Who knew that Melville had founded his story in the circumstances of an actual whaleship–The Essex–that had been sunk by an angry whale?  And the wreck of the Essex both fascinates and horrifies not only in the circumstances of the wreck, but even more in the horrifying tale of survival, and attempted survival, of her crew.

The Essex was small, but she was known as a lucky, profitable ship when she left Nantucket in 1819.   Her voyage to the west coast of South America would take over two years, and things got rough for this lucky ship even in the first week of the voyage.  A squall hit and the ship was damaged.  But that was just the beginning.  By November of 1820, her luck ran out entirely.

I’d love to recount the entire story for you here, because it is horrifying and fascinating all at once, but Philbrick tells it best, and a blog post isn’t the right vehicle for an epic tale.  (Yes, I hear you thanking me.)  The half penny version is that the crew members were afloat in three small boats, with little water or food (much of which became salt-soaked and only increased their thirst).  They were about 2,000 miles off of the South American coast at the time.    The boats were separated in a squall.  Starvation and dissociative madness ensued, and death picked them off one by one.

Nearly 100 days after the Whaleship Essex sank, the very few survivors (about 5 men) were rescued.

The Essex had started out with 21 men.  She had started out a lucky ship.  Her journey took an awful turn.  But also an awe-full turn.

That turn went like this:

1-The first mate, Owen Chase, was one of the survivors, and he wrote an account of the tragedy: The Wreck of the Whaleship Essex.

2- That account fell into the hands of Herman Melville while he was at sea on a whaling voyage.  In fact, legend has it that Melville met Owen Chase’s son on that voyage.  Chase reportedly gave Melville a copy of his father’s story.

3- Melville’s copy of the story indicates his deep connection with the surviving Essex men, as he scribbled in the pages, “Met Captain Pollard [who had captained the Essex] on Nantucket. To most islanders a nobody. To me, one of the most extraordinary men I have ever met.”

And so the story of the Essex has lived on in American literary culture–in spirit, if not in detail-for-detail fact.

But why do I offer it up here?  Because the Whaleship Essex was carrying a young boy named Owen Coffin.  Yes, Coffin:  one of the leaves in the foliage of my husband’s family tree.*  And one of the most gruesome, but absolutely necessary, links in bringing you the tale of the Essex and the novel Moby Dick. Without Owen Coffin, Captain Pollard and another boatmate would not have survived.

In the most desperate last days of their desperate ordeal, the men of the Essex survived only by resorting to cannibalism.  Disturbing enough that they had to cannibalize their dead shipmates, but in the final days they resorted, just this once,  to “drawing straws” to make the ultimate sacrifice.  One of their own would be killed to save the others.  Owen Coffin drew a bad lot.
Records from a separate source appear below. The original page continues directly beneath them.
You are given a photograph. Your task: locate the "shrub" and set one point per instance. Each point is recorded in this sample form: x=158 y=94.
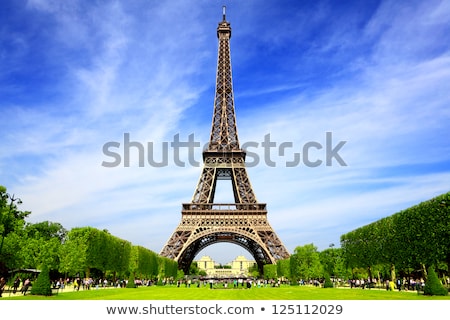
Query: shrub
x=42 y=285
x=130 y=283
x=433 y=286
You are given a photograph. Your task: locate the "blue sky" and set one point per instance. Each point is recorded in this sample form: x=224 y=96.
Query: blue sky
x=75 y=75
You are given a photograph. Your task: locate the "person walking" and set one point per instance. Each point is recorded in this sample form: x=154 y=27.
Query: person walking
x=2 y=285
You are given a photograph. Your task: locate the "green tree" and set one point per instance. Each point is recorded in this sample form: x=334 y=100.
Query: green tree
x=433 y=285
x=270 y=271
x=306 y=263
x=41 y=244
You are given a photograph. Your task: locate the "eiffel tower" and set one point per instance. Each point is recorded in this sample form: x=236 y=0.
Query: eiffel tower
x=204 y=222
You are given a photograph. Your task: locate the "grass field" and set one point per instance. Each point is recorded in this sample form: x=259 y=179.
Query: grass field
x=204 y=293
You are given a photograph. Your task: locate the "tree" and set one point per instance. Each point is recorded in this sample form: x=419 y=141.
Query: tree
x=41 y=244
x=10 y=216
x=42 y=285
x=306 y=263
x=433 y=286
x=11 y=222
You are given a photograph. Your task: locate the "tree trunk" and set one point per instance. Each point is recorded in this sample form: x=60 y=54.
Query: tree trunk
x=393 y=272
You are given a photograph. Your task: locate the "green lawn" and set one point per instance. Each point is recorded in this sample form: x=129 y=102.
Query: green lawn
x=204 y=293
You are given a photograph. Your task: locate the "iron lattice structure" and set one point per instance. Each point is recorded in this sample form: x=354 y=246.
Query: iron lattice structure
x=204 y=222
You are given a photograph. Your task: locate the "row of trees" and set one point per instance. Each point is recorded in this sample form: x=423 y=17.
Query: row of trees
x=80 y=251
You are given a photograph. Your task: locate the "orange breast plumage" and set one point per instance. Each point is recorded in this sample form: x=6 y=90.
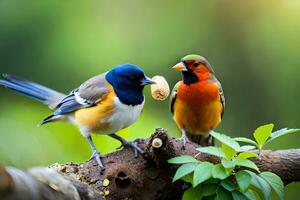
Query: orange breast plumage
x=198 y=107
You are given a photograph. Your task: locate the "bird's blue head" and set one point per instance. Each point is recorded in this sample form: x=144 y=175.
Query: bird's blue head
x=128 y=82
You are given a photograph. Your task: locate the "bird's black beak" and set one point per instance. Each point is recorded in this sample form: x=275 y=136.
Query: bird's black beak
x=180 y=67
x=147 y=81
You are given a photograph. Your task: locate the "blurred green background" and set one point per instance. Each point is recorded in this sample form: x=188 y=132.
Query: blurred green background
x=252 y=45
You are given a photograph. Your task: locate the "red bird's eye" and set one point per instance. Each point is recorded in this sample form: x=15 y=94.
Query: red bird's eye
x=196 y=64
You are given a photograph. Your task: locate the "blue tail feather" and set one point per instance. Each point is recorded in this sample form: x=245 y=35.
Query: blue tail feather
x=23 y=90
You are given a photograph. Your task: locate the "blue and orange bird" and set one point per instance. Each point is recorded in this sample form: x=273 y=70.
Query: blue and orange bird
x=197 y=101
x=104 y=104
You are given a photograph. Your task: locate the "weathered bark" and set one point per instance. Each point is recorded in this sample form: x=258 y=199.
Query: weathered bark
x=127 y=177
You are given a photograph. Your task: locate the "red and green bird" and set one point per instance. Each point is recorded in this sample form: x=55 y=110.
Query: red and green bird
x=197 y=101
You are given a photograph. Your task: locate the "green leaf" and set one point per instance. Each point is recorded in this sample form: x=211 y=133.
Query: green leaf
x=223 y=194
x=253 y=195
x=246 y=163
x=229 y=152
x=262 y=133
x=228 y=185
x=245 y=140
x=183 y=159
x=212 y=197
x=184 y=170
x=219 y=172
x=247 y=154
x=202 y=172
x=188 y=178
x=192 y=193
x=247 y=147
x=216 y=151
x=212 y=181
x=236 y=195
x=228 y=164
x=275 y=183
x=260 y=186
x=209 y=189
x=280 y=133
x=226 y=140
x=243 y=179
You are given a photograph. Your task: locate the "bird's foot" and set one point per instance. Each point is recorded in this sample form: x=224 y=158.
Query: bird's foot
x=98 y=157
x=184 y=139
x=137 y=150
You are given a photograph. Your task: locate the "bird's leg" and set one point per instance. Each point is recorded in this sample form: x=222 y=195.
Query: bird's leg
x=96 y=154
x=124 y=142
x=184 y=138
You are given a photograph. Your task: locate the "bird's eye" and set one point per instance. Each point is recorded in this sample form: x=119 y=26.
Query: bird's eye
x=132 y=78
x=196 y=64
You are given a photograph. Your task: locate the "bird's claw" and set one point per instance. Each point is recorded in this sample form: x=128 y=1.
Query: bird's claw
x=98 y=157
x=184 y=140
x=137 y=150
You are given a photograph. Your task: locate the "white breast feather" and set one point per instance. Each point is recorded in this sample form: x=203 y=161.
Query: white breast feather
x=123 y=116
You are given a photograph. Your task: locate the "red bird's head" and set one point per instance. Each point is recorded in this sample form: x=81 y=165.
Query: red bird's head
x=194 y=68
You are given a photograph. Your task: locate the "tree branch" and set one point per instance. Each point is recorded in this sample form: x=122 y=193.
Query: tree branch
x=126 y=177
Well, what is in a name, indeed?

I don’t regret bypassing the gloomy monicker for my own children, but then. . .

I also thrill to this odd link to American history –both in the Essex and in Melville’s near-Biblical tale of struggle and mania and survival.

I’ve traveled an awful lot of roads in life, in a journey not only over geographic terrain, but over cultural and temporal peaks as well–that’s the nature of our lives’ stories.  So if my children’s stories reach back to a heritage that includes Owen Coffin’s tale–Owen Coffin’s horrible, gruesome, but somehow resilient tale (in the survival of Chase and under the pen of Melville)–then I am thrilled.
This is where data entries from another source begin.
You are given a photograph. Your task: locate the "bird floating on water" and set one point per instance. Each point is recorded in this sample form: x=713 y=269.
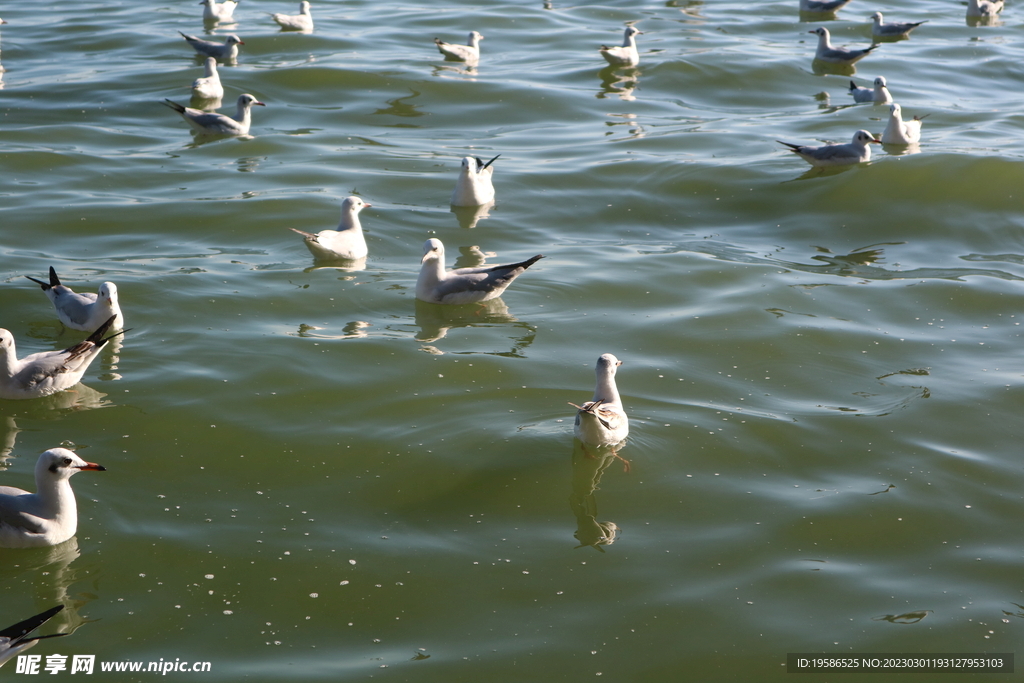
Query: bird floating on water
x=226 y=50
x=463 y=285
x=83 y=311
x=213 y=11
x=879 y=94
x=301 y=22
x=50 y=515
x=836 y=155
x=838 y=55
x=470 y=52
x=625 y=54
x=474 y=186
x=347 y=242
x=47 y=372
x=208 y=86
x=14 y=639
x=212 y=123
x=892 y=29
x=899 y=131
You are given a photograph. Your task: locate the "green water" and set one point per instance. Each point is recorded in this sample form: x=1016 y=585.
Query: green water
x=311 y=476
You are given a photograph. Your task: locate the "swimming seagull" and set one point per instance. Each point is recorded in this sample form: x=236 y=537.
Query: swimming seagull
x=899 y=131
x=346 y=242
x=836 y=155
x=879 y=94
x=226 y=50
x=213 y=123
x=50 y=515
x=463 y=285
x=625 y=54
x=602 y=420
x=984 y=8
x=473 y=186
x=838 y=55
x=14 y=640
x=83 y=311
x=301 y=22
x=470 y=52
x=822 y=5
x=47 y=372
x=893 y=29
x=218 y=12
x=208 y=86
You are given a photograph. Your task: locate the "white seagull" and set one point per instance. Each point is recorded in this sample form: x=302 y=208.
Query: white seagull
x=226 y=50
x=473 y=186
x=470 y=52
x=47 y=372
x=213 y=123
x=879 y=94
x=218 y=12
x=899 y=131
x=301 y=22
x=892 y=29
x=14 y=639
x=83 y=311
x=346 y=242
x=984 y=8
x=838 y=55
x=208 y=86
x=602 y=420
x=463 y=285
x=836 y=155
x=822 y=5
x=625 y=54
x=50 y=515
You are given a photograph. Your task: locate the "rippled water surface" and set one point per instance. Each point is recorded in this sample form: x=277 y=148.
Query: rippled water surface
x=312 y=476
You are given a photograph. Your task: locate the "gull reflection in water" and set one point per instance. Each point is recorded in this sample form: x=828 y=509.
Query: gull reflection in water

It’s a very long view of the journey, isn’t it?

Owen Coffin suffered a horrible fate.

But Owen Chase lived to tell.

And he told Herman Melville, whose book bombed in his own  time .  . .

But became a classic of literature in the 20th century.
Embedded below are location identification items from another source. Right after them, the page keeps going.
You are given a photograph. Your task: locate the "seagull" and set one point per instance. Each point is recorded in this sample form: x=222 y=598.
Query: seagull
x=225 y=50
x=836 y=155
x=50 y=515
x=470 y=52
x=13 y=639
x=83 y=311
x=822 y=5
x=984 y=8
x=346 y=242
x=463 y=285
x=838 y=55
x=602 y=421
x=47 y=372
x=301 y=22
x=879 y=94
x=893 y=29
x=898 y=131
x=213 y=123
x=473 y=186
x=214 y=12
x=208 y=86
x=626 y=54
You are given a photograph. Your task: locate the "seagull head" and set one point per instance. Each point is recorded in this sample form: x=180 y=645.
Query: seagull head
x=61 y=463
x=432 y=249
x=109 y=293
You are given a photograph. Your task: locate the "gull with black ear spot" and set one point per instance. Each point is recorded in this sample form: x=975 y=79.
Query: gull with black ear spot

And I scoffed at the name Coffin. . . only to find that I admire it more than I could have imagined.

As we travelers always say,  “What a long, strange trip it’s been.”

*My husband’s ancestor left Nantucket for the coast of Canada in the years following the American Revolution.  It’s not clear whether he was also a whaler, but he may have been a loyalist in the King’s Navy during the war.